Printers vote for 13.5% pay cut

BGP general view
Image caption The pay cut, averaging £4,050 per person, comes into effect on 1 April

Workers at the Goodhead Group, one of the UK's biggest magazine printing firms, have voted to accept a 13.5% cut in their basic pay rates.

The staff at plants in Bicester and Banbury voted by 4-1 in favour of the cut, on a turnout of 83.5% of the 550 employees.

The loss-making company first proposed the plan last month as an alternative to making some staff redundant.

The pay cut will amount to an average of £4,050 per person.

David Holland, the firm's chairman, said he was very pleased.

"We wanted a decisive result and we got it," he said.

"Had it been marginal, we would have been worried about winning hearts and minds. At this level, we have a very strong mandate."

The wage cut will come into effect from 1 April.

Court action?

The Goodhead group is owned by Sir John Madejski, owner of Reading football club.

The firm has two main printing plants, BGP in Bicester and Stones in Banbury.

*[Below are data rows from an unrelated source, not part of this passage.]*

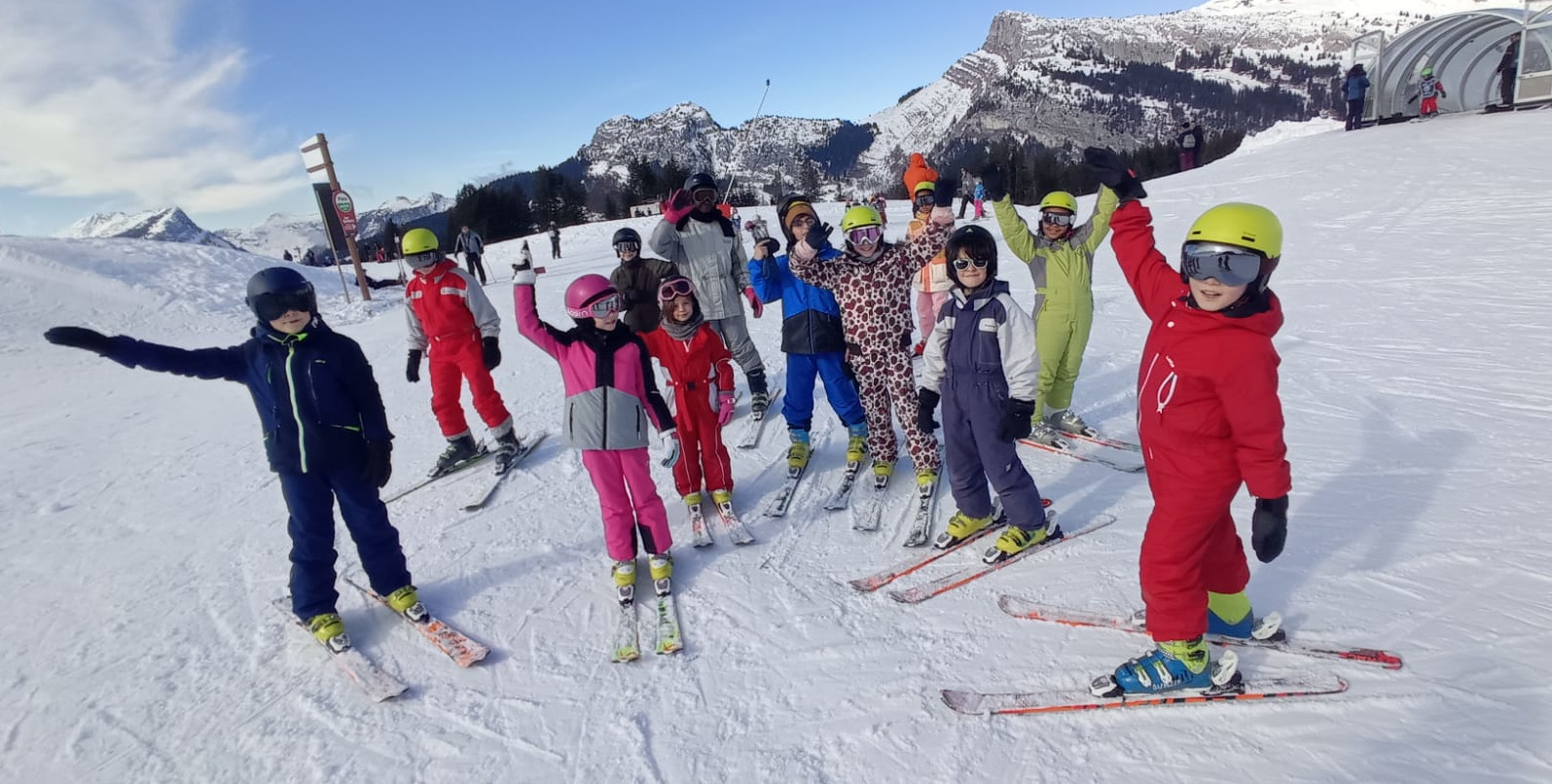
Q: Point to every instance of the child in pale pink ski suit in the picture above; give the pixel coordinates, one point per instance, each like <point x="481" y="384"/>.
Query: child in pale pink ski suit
<point x="610" y="396"/>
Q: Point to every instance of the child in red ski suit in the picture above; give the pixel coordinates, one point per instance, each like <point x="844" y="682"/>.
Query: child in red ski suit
<point x="1209" y="419"/>
<point x="697" y="364"/>
<point x="610" y="398"/>
<point x="873" y="286"/>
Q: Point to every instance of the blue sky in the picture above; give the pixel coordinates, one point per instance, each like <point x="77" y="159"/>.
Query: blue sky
<point x="133" y="104"/>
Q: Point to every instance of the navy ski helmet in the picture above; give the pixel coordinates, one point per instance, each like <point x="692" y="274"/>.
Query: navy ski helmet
<point x="276" y="291"/>
<point x="977" y="242"/>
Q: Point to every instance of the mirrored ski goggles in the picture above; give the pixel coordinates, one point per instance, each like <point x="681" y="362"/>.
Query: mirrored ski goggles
<point x="599" y="307"/>
<point x="675" y="288"/>
<point x="865" y="236"/>
<point x="1230" y="265"/>
<point x="273" y="304"/>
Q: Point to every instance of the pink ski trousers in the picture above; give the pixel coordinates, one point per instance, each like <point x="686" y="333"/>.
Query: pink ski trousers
<point x="629" y="500"/>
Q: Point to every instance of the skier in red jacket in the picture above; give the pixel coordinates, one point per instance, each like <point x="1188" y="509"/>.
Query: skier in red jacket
<point x="697" y="364"/>
<point x="1209" y="419"/>
<point x="451" y="318"/>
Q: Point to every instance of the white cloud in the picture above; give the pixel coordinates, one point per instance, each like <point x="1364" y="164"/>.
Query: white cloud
<point x="98" y="99"/>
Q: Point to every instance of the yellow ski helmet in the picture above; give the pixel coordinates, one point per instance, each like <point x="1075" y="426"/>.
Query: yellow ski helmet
<point x="860" y="216"/>
<point x="1061" y="199"/>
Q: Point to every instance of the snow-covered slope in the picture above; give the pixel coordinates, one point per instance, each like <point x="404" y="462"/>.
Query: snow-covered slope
<point x="166" y="226"/>
<point x="145" y="539"/>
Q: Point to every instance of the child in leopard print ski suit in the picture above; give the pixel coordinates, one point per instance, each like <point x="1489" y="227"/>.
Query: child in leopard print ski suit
<point x="873" y="284"/>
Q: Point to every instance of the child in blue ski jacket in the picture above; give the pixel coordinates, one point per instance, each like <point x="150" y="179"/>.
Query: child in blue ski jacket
<point x="325" y="432"/>
<point x="811" y="336"/>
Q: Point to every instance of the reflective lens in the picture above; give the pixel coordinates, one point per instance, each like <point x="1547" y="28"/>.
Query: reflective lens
<point x="964" y="265"/>
<point x="675" y="288"/>
<point x="273" y="304"/>
<point x="865" y="234"/>
<point x="1230" y="265"/>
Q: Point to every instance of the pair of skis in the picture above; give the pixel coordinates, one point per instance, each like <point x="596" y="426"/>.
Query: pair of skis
<point x="628" y="640"/>
<point x="373" y="680"/>
<point x="1236" y="688"/>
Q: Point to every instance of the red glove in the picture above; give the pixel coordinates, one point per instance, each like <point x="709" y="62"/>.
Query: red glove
<point x="725" y="403"/>
<point x="677" y="207"/>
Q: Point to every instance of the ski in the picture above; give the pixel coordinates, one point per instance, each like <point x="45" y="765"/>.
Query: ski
<point x="1124" y="468"/>
<point x="1276" y="641"/>
<point x="668" y="638"/>
<point x="362" y="671"/>
<point x="782" y="500"/>
<point x="436" y="477"/>
<point x="978" y="703"/>
<point x="869" y="515"/>
<point x="697" y="525"/>
<point x="843" y="492"/>
<point x="730" y="520"/>
<point x="927" y="590"/>
<point x="754" y="426"/>
<point x="925" y="510"/>
<point x="451" y="641"/>
<point x="503" y="469"/>
<point x="879" y="580"/>
<point x="626" y="646"/>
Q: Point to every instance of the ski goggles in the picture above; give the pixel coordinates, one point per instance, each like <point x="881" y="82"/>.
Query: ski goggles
<point x="1230" y="265"/>
<point x="599" y="307"/>
<point x="865" y="236"/>
<point x="273" y="304"/>
<point x="675" y="288"/>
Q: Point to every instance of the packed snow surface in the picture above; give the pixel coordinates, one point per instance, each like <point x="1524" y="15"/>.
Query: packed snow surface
<point x="146" y="541"/>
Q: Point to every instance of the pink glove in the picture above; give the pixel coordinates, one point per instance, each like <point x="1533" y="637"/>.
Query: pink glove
<point x="677" y="207"/>
<point x="754" y="302"/>
<point x="724" y="409"/>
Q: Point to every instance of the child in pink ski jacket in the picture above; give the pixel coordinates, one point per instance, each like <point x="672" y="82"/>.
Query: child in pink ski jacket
<point x="610" y="398"/>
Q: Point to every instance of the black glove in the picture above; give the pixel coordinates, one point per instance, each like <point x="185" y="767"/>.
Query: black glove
<point x="1270" y="528"/>
<point x="379" y="461"/>
<point x="944" y="193"/>
<point x="1115" y="171"/>
<point x="80" y="338"/>
<point x="993" y="182"/>
<point x="925" y="404"/>
<point x="1015" y="419"/>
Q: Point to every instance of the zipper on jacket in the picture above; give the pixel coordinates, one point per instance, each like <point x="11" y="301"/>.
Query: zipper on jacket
<point x="291" y="384"/>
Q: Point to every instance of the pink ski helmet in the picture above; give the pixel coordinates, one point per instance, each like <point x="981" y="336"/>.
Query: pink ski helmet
<point x="584" y="291"/>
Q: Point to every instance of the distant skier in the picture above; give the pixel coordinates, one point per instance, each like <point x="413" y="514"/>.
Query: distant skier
<point x="811" y="336"/>
<point x="472" y="247"/>
<point x="699" y="369"/>
<point x="981" y="364"/>
<point x="1209" y="421"/>
<point x="706" y="249"/>
<point x="1189" y="142"/>
<point x="328" y="445"/>
<point x="610" y="398"/>
<point x="451" y="320"/>
<point x="1356" y="88"/>
<point x="636" y="280"/>
<point x="1429" y="90"/>
<point x="1061" y="258"/>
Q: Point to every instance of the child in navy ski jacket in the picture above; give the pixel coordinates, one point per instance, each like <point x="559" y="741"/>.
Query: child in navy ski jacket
<point x="325" y="432"/>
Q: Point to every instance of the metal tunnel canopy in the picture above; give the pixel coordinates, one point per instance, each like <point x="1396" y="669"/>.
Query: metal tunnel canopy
<point x="1463" y="50"/>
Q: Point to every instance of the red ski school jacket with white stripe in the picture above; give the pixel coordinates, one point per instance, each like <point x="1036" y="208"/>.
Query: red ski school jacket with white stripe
<point x="1208" y="409"/>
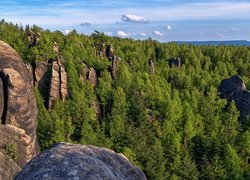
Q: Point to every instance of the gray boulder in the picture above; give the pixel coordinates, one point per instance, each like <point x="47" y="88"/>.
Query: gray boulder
<point x="18" y="112"/>
<point x="72" y="161"/>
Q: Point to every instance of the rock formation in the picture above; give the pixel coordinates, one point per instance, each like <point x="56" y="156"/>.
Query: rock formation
<point x="115" y="62"/>
<point x="33" y="38"/>
<point x="110" y="52"/>
<point x="68" y="161"/>
<point x="42" y="78"/>
<point x="235" y="89"/>
<point x="92" y="77"/>
<point x="151" y="66"/>
<point x="18" y="113"/>
<point x="83" y="73"/>
<point x="58" y="84"/>
<point x="175" y="62"/>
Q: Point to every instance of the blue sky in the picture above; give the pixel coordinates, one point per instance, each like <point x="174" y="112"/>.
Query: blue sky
<point x="164" y="20"/>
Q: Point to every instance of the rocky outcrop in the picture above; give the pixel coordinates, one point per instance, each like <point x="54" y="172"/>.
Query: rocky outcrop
<point x="83" y="73"/>
<point x="175" y="62"/>
<point x="92" y="77"/>
<point x="51" y="80"/>
<point x="110" y="52"/>
<point x="58" y="84"/>
<point x="18" y="112"/>
<point x="235" y="89"/>
<point x="42" y="78"/>
<point x="68" y="161"/>
<point x="115" y="62"/>
<point x="9" y="168"/>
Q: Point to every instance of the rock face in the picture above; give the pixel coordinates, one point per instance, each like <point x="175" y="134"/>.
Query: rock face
<point x="42" y="78"/>
<point x="115" y="62"/>
<point x="175" y="62"/>
<point x="110" y="52"/>
<point x="58" y="84"/>
<point x="92" y="77"/>
<point x="235" y="89"/>
<point x="18" y="113"/>
<point x="68" y="161"/>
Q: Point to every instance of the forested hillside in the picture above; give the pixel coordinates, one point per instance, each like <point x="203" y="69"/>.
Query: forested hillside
<point x="168" y="120"/>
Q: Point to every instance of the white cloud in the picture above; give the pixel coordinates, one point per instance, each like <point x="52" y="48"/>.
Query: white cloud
<point x="85" y="24"/>
<point x="157" y="33"/>
<point x="108" y="33"/>
<point x="143" y="34"/>
<point x="222" y="36"/>
<point x="169" y="27"/>
<point x="133" y="18"/>
<point x="66" y="32"/>
<point x="122" y="34"/>
<point x="235" y="29"/>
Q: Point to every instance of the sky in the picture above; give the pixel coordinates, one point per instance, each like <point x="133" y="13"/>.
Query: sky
<point x="164" y="20"/>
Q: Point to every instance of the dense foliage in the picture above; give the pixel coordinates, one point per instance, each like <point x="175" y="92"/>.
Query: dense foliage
<point x="192" y="134"/>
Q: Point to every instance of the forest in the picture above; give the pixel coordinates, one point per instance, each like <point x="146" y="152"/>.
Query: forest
<point x="171" y="123"/>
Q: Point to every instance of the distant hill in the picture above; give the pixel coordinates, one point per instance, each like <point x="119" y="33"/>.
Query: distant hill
<point x="217" y="43"/>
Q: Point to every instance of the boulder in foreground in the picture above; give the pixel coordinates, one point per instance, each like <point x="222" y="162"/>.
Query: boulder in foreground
<point x="72" y="161"/>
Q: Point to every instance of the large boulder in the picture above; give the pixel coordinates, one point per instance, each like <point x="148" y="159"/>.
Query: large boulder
<point x="18" y="113"/>
<point x="68" y="161"/>
<point x="234" y="88"/>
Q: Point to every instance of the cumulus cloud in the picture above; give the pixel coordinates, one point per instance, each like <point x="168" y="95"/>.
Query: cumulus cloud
<point x="143" y="34"/>
<point x="85" y="24"/>
<point x="235" y="29"/>
<point x="122" y="34"/>
<point x="133" y="18"/>
<point x="169" y="27"/>
<point x="222" y="36"/>
<point x="108" y="33"/>
<point x="157" y="33"/>
<point x="66" y="32"/>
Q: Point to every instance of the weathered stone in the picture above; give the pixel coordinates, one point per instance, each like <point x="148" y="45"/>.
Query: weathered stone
<point x="175" y="62"/>
<point x="92" y="77"/>
<point x="83" y="73"/>
<point x="95" y="105"/>
<point x="68" y="161"/>
<point x="42" y="78"/>
<point x="64" y="84"/>
<point x="58" y="84"/>
<point x="110" y="52"/>
<point x="151" y="66"/>
<point x="235" y="89"/>
<point x="18" y="113"/>
<point x="115" y="62"/>
<point x="8" y="167"/>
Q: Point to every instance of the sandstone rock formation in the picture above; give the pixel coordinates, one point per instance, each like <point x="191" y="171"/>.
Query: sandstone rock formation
<point x="33" y="38"/>
<point x="58" y="84"/>
<point x="175" y="62"/>
<point x="18" y="113"/>
<point x="115" y="62"/>
<point x="235" y="89"/>
<point x="151" y="66"/>
<point x="92" y="77"/>
<point x="42" y="78"/>
<point x="68" y="161"/>
<point x="83" y="73"/>
<point x="110" y="52"/>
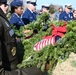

It had argued that it needed to cut its wage bill as the final part of a plan to stem its losses, which have amounted to £69m in the past five years.

The Unite trade union, which represents about 90 staff at the group, had threatened to take the company to court for by-passing the union in the firm's recent consultation exercise.

Goodhead has refused to have any dealings with the union, arguing it was no longer recognised for collective negotiations.

Steve Sibbald, a national official for Unite, said its threat of legal action was not an empty one.

"It was obvious right from the start it [the wage cut] was going to be accepted," he said.

"The workforce have had to listen to the threat that their jobs have been in jeopardy.

"It is now likely now that if they do implement the change, we will take court action for individuals who do not want to accept," he added.

Mr Holland dismissed Unite's threat.

"We will wait and see what happens, but I am not really bothered," he said.

"They don't represent many people and I would advise them not to waste their money," he added.